Force Tries to Extend Points Lead In Return to Favorite Racetrack
All-Concrete Surface at Texas Motorplex Could Yield Records
ENNIS, Texas (Sept. 24-26) -- One of John Force's biggest assets in his drive toward an unprecedented 13th NHRA Funny Car championship is a good memory.
Although he is the defending champion in this week's 19th annual O'Reilly Fall Nationals presented by Castrol SYNTEC® and even though he has been a finalist in nine of his last 11 appearances at Billy Meyer's Texas Motorplex, Force still is haunted by the memory of 1992.
That's the year he squandered a big points lead to Cruz Pedregon to whom he then lost in the Motorplex final when he hit the concrete guardwall not once, not twice, but three times in a frustrating, futile and unnecessary catch-up attempt given the fact that disqualification resulted after the very first impact.
The Texas loss, for all intents, ended Force's bid for a third straight championship and sent him into a long winter of discontent.
He never has forgotten that feeling, which is why his team has won every Funny Car championship since and why, despite his resume, he is unlikely to be overconfident this week when he sends the Castrol GTX® Start Up™ Ford Mustang after its fifth Fall Nationals victory in the last seven years.
"There's nothing to celebrate," Force said of the imposing 206-point advantage he enjoys over Gary Scelzi. "Everything could turn around in a race or two. We have to be on our game because Scelzi and (Whit) Bazemore will be on theirs.
"The Motorplex is my favorite track because I love the concrete (the only all- concrete quarter mile on the NHRA POWERade circuit)," acknowledged the 113-time tour winner, "but it's a good track for the Dodges, too, because it'll take the power." (Scelzi and Bazemore both drive Dodge Stratus Funny Cars).
"We want to go in (to the race) like we're 200 behind, not 200 ahead," he said. You've gotta race with that fear (that someone is going to "take it all away from you)."
It's a mindset that has served the 11-time Auto Racing All-America selection well in a Hall-of-Fame career that began modestly enough in 1978 when he qualified for the season-ending NHRA World Finals at Pomona, Calif., before promptly losing in the first round.
Force didn't win for the first time until 1987 but, fueled by the fear of failure, he has been winning ever since.

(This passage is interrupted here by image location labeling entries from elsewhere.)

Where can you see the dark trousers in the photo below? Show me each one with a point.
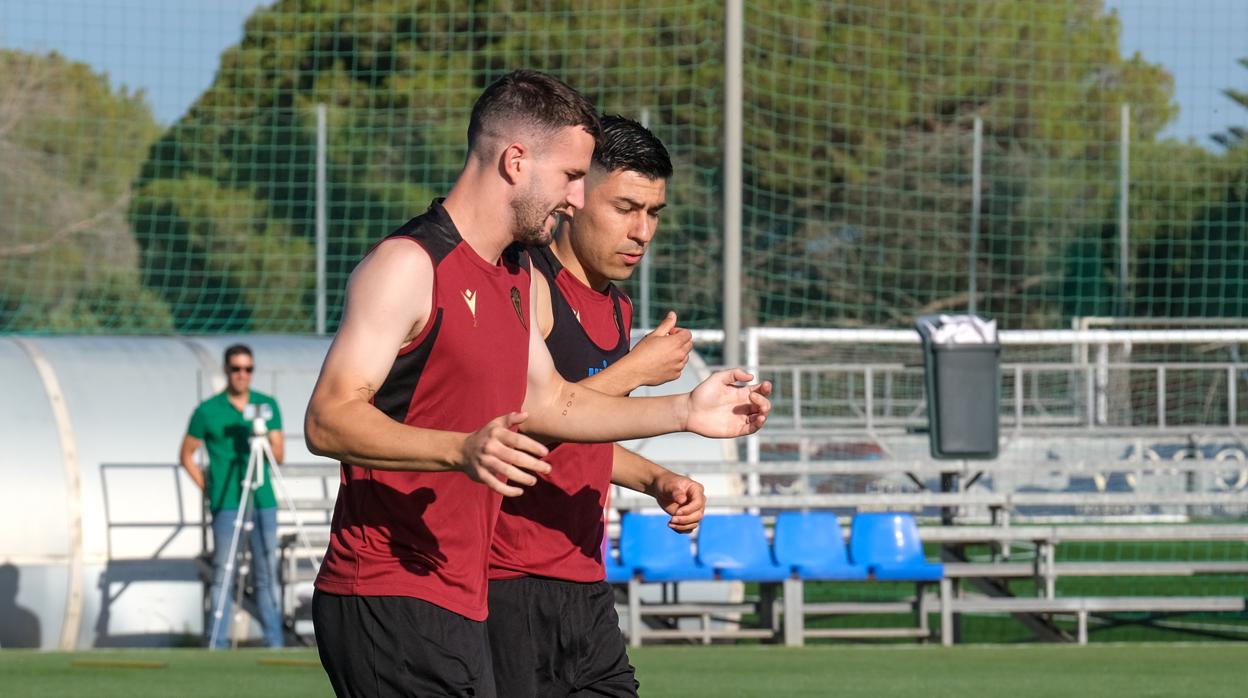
(381, 647)
(552, 638)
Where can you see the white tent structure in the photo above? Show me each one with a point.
(99, 527)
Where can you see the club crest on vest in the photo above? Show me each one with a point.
(518, 306)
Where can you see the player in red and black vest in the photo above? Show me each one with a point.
(552, 616)
(437, 373)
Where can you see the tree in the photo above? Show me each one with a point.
(858, 131)
(1196, 266)
(70, 145)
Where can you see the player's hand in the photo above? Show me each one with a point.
(683, 498)
(496, 455)
(662, 355)
(723, 406)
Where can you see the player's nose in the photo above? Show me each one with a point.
(577, 194)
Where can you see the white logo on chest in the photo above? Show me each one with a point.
(471, 299)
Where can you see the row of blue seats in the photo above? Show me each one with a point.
(806, 546)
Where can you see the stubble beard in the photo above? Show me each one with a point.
(529, 220)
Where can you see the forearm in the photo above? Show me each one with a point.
(617, 380)
(357, 433)
(579, 413)
(634, 471)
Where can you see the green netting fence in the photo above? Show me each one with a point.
(900, 157)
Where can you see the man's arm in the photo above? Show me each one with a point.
(390, 299)
(560, 411)
(277, 442)
(186, 456)
(682, 497)
(659, 357)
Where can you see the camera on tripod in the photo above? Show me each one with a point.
(258, 416)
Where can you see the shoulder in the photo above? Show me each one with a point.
(261, 397)
(432, 231)
(210, 403)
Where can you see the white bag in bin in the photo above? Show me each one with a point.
(960, 330)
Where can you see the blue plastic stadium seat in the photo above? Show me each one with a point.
(889, 545)
(617, 573)
(813, 546)
(736, 547)
(657, 552)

In fact, following his 1992 loss to Pedregon, he came back the following year to claim the first of his six overall victories at the Motorplex, the track on which, in 1998, he became the first Funny Car driver to break the 4.80 second barrier (4.787).
Force's current lead is the equivalent of 11 competitive rounds. That means that for Scelzi to catch him, he would have to win 11 more rounds than Force over the season's last five events.
Nevertheless, Force doesn't consider it a comfortable lead.
"I won't be comfortable until the (year-end) banquet," he said. "That's when I'll know if we won or not, if I get the ($400,000 bonus) check."